I wonder why they didn’t use it.
A year ago, the Oregon Department of Transportation announced it had demonstrated that a new way to pay for roads — via a mileage tax and satellite technology — could work.
When the task force’s study and test were in the news in 2006 and 2007, critics worried that the technology could be used to track where vehicles go, not just how far they travel, and that this information would somehow be stored by the government.
In more than one interview with the Democrat-Herald and others, James Whitty, the ODOT official in charge of the project, tried to assure the public that tracking people’s travels was not in the plans.
The final report detailed the technical aspects of the program. It also stressed the issue of privacy.
“The concept requires no transmission of vehicle travel locations, either in real time or of travel history,” the report said. “Accordingly, no travel location points are stored within the vehicle or transmitted elsewhere. Thus there can be no ‘tracking’ of vehicle movements.”
Also, the report said, under the Oregon concept of the program, “ODOT would have no involvement in developing the on-vehicle devices, installing them in vehicles, maintaining them or having any other access to them except, perhaps, in situations involving tampering or similar fee evasion activities.” (source)
That word being – currently.
Using the words except and perhaps still illustrates the tendency for government to expand beyond original statements of intent. The camel’s nose in the tent saying comes to mind.
So, the government is planning to require you to add tracking technology to your personal transportation, that can be used to track your location, but they are not going to do that? Yes, nothing could possibly go wrong there.
I’m pretty sure Ohio didn’t set up it’s tax records, child support payments system and traffic ticket record keeping as means to harass people using their first amendment rights, though Joe the plumber might reasonably have some doubts about that now.
As at least one comment at the article noted, if you drop the tax on gasoline and use this method, it prevents out of state drivers from contributing to highway/road maintenance even though they still use the roads. It will be interesting to see how that objection is dealt with. Will they still try to go forward with this program and decide to keep the direct tax on gasoline, rather than just raise the gas tax? Or will they drop the gas tax and let that argument continue to be voiced louder so that eventually a federal program will need to be created to manage this interstate commerce? It’s not like the U.S. Supreme Court hasn’t used a constitutional clause to do just that in other matters.

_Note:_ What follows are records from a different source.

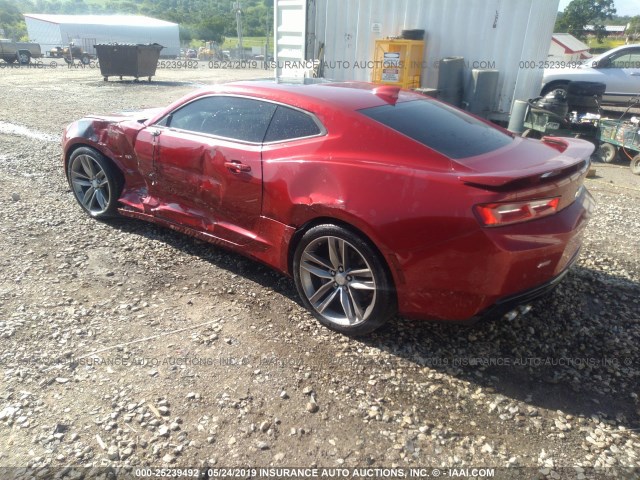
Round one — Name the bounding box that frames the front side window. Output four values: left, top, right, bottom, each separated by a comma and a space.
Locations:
160, 96, 277, 143
608, 49, 640, 69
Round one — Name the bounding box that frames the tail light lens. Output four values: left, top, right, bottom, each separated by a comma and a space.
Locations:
474, 197, 560, 227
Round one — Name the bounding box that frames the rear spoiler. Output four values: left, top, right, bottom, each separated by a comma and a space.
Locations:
458, 137, 594, 189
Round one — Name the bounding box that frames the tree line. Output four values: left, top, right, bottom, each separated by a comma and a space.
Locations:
0, 0, 273, 45
3, 0, 639, 48
554, 0, 640, 42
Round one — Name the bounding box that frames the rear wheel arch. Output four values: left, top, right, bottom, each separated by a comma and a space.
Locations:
287, 216, 397, 288
290, 220, 399, 334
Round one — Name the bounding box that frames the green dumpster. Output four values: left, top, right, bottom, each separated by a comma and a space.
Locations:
94, 43, 163, 82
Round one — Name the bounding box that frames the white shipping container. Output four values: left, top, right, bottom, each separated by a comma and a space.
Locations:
276, 0, 560, 119
24, 14, 181, 58
274, 0, 309, 79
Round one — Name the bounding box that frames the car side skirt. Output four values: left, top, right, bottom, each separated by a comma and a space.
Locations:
117, 207, 295, 275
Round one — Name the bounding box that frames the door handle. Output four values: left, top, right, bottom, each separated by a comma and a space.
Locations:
224, 161, 251, 173
630, 72, 640, 76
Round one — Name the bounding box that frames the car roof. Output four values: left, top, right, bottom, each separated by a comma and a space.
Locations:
194, 80, 427, 112
590, 44, 640, 62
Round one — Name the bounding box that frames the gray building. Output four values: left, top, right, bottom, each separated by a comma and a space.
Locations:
24, 14, 180, 58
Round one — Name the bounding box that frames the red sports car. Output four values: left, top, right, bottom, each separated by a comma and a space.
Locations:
62, 81, 595, 334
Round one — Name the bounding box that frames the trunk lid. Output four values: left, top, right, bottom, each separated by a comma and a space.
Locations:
455, 136, 593, 190
455, 136, 594, 214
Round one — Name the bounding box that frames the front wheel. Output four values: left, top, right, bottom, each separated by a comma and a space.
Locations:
293, 225, 396, 335
541, 81, 568, 97
631, 155, 640, 176
67, 147, 122, 218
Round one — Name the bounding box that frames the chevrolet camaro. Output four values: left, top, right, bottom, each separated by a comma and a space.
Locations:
62, 81, 595, 334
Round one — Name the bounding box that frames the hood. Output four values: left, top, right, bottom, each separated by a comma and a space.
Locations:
86, 107, 164, 124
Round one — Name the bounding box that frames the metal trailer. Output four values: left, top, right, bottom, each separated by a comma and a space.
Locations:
274, 0, 560, 122
597, 106, 640, 175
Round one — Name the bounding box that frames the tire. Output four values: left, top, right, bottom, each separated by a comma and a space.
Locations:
293, 224, 396, 335
541, 81, 568, 97
631, 155, 640, 176
597, 143, 618, 163
5, 57, 16, 64
18, 51, 30, 65
81, 54, 90, 65
67, 147, 122, 218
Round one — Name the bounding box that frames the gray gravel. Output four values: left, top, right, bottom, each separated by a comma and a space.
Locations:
0, 65, 639, 479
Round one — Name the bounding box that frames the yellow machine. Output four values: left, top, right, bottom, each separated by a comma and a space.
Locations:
198, 41, 224, 61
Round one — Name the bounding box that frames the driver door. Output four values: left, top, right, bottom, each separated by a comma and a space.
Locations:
134, 95, 277, 245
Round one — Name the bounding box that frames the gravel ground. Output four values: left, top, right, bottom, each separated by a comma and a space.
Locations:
0, 64, 639, 480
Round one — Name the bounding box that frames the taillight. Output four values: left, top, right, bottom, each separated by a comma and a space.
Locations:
474, 197, 560, 227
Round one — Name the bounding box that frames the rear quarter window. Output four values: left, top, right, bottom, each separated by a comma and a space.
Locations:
359, 99, 513, 159
264, 106, 323, 142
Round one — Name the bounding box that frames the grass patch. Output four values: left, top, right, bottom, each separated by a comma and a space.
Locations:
222, 36, 270, 50
586, 37, 626, 52
186, 36, 273, 54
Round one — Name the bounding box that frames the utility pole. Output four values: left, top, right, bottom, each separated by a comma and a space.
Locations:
264, 2, 270, 69
234, 1, 244, 60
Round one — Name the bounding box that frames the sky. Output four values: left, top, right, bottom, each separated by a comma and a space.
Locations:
557, 0, 639, 17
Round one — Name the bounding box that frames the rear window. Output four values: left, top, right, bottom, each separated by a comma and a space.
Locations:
359, 100, 513, 159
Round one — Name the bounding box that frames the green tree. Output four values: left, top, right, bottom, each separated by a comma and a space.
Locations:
0, 0, 268, 46
555, 0, 617, 42
179, 24, 193, 44
0, 0, 28, 39
194, 15, 227, 43
628, 15, 640, 39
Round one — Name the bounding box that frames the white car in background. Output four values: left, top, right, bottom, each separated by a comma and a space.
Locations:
541, 44, 640, 105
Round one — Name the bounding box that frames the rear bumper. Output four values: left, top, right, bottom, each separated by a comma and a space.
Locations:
396, 187, 594, 321
467, 247, 579, 324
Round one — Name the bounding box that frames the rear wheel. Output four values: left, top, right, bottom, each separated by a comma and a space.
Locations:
293, 225, 396, 335
631, 155, 640, 175
597, 143, 618, 163
67, 147, 122, 218
81, 54, 90, 65
18, 51, 30, 64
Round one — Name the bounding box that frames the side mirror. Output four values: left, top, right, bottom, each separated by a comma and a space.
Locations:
593, 58, 611, 69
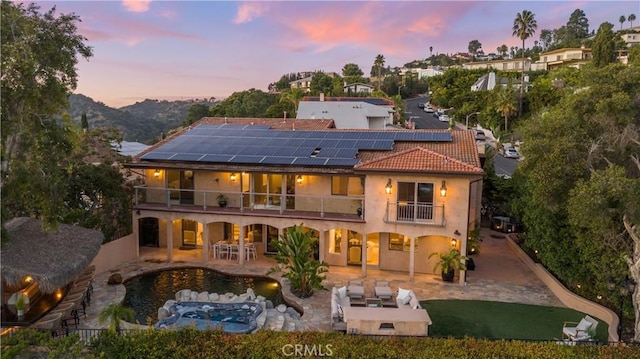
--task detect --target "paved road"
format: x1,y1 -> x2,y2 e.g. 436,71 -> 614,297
405,97 -> 518,178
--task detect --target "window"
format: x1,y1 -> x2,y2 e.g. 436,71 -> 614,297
397,182 -> 434,221
388,233 -> 417,252
329,229 -> 342,254
331,176 -> 364,196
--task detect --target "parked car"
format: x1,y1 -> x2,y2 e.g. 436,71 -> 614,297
474,130 -> 485,141
434,110 -> 444,118
490,216 -> 522,233
418,103 -> 425,109
424,105 -> 434,113
439,114 -> 450,122
503,146 -> 519,159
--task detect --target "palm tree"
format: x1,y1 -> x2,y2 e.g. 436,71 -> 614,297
512,10 -> 537,116
629,14 -> 636,28
374,54 -> 385,91
278,88 -> 304,117
619,15 -> 626,30
98,303 -> 135,333
494,87 -> 517,132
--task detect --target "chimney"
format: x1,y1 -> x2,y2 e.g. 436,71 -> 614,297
320,93 -> 325,102
283,111 -> 287,123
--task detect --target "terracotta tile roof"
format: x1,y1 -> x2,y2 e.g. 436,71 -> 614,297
198,117 -> 335,130
356,130 -> 482,173
355,147 -> 483,175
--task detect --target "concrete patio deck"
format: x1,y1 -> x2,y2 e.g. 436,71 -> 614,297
82,228 -> 563,331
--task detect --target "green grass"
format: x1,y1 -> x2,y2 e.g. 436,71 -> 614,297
422,300 -> 609,342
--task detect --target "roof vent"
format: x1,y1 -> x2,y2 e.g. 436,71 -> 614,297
310,148 -> 320,157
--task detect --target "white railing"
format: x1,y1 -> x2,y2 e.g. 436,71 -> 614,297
384,202 -> 445,226
134,186 -> 364,218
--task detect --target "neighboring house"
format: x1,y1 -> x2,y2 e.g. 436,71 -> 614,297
128,118 -> 483,283
621,27 -> 640,48
462,58 -> 531,72
452,52 -> 471,61
296,95 -> 395,129
533,47 -> 592,71
290,76 -> 313,92
471,72 -> 527,92
343,82 -> 374,95
415,67 -> 445,79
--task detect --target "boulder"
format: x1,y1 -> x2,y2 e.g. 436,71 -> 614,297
246,288 -> 256,300
158,307 -> 169,321
209,293 -> 220,301
107,273 -> 122,285
286,307 -> 300,319
179,290 -> 192,302
276,304 -> 287,313
265,300 -> 274,309
238,293 -> 250,302
197,291 -> 209,302
255,295 -> 266,303
163,300 -> 176,310
189,291 -> 198,301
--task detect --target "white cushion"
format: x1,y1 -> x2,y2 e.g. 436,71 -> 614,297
397,288 -> 410,300
413,303 -> 421,310
337,286 -> 347,299
576,318 -> 591,332
337,304 -> 344,318
403,294 -> 412,305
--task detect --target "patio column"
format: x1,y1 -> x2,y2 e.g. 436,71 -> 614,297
318,231 -> 325,262
361,232 -> 367,278
459,231 -> 467,285
202,224 -> 209,261
239,226 -> 246,265
167,220 -> 174,262
133,216 -> 140,259
409,236 -> 415,281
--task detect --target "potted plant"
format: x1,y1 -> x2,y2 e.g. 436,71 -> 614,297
467,226 -> 483,255
429,249 -> 468,282
15,293 -> 26,318
217,194 -> 227,208
356,207 -> 363,217
267,224 -> 329,298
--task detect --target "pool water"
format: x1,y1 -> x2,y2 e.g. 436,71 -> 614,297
154,301 -> 263,333
123,267 -> 283,325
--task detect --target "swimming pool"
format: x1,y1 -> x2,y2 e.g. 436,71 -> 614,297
123,267 -> 283,325
154,301 -> 263,333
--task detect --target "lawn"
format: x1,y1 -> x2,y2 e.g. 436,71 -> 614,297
422,300 -> 609,342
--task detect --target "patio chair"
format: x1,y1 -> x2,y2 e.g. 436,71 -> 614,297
374,280 -> 392,300
562,315 -> 598,341
228,244 -> 240,261
347,280 -> 365,300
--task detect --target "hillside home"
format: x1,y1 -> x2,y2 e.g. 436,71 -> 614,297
415,67 -> 445,79
128,118 -> 483,283
471,72 -> 528,92
462,58 -> 531,72
290,76 -> 313,92
343,83 -> 374,95
533,47 -> 592,71
296,95 -> 395,129
621,27 -> 640,48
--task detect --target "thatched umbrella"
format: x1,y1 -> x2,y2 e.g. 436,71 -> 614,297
1,217 -> 104,294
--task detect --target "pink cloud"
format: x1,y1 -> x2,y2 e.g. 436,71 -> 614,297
122,0 -> 152,13
234,2 -> 270,24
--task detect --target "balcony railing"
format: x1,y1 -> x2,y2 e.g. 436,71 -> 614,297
384,202 -> 445,226
134,186 -> 364,219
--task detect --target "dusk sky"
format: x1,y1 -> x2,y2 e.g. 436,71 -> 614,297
33,1 -> 639,108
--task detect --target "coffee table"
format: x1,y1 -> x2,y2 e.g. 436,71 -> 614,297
365,298 -> 383,308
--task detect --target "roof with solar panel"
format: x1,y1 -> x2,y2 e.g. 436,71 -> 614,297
139,123 -> 454,168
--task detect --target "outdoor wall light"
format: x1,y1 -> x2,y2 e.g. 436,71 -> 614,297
440,180 -> 447,197
296,175 -> 303,184
230,173 -> 237,181
385,179 -> 392,194
454,230 -> 461,236
153,169 -> 161,178
451,238 -> 458,247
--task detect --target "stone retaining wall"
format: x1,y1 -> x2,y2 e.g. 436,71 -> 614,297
505,234 -> 618,342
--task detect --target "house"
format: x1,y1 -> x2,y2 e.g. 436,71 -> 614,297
296,95 -> 395,129
128,118 -> 484,283
620,27 -> 640,48
290,76 -> 313,92
533,47 -> 592,71
343,82 -> 374,95
415,67 -> 445,79
462,58 -> 531,72
471,72 -> 528,92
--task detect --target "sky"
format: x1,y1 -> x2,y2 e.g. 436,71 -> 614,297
29,1 -> 640,108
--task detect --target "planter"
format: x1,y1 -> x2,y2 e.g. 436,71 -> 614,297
441,269 -> 455,282
290,287 -> 314,299
466,258 -> 476,271
17,309 -> 24,318
218,200 -> 227,208
356,208 -> 363,217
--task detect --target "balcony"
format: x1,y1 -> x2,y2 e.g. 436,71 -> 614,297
133,186 -> 364,222
384,202 -> 445,226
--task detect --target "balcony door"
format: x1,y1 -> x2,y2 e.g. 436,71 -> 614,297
252,173 -> 282,209
397,182 -> 434,221
167,170 -> 194,205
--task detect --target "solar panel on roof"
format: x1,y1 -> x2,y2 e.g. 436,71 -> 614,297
141,152 -> 175,160
325,158 -> 360,166
293,157 -> 328,166
171,153 -> 205,161
261,157 -> 296,165
229,155 -> 265,163
199,154 -> 233,162
335,148 -> 358,158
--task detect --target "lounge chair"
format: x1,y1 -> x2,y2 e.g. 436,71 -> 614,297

There seems to be a fetish like attraction to technology and it’s use by government to find as many ways to tax us as possible. While technology itself can be amoral, it’s obvious that how it is used can have serious moral implications. This is even true despite the stated intent of those who propose this or that program. There is such a thing as unintended consequences; it would be nice if the bureaucrats and technocrats would be farsighted enough to consider that. Then again, perhaps some of them do and have no problem with the immoral actions that will eventually result.
Not that they will currently admit to that.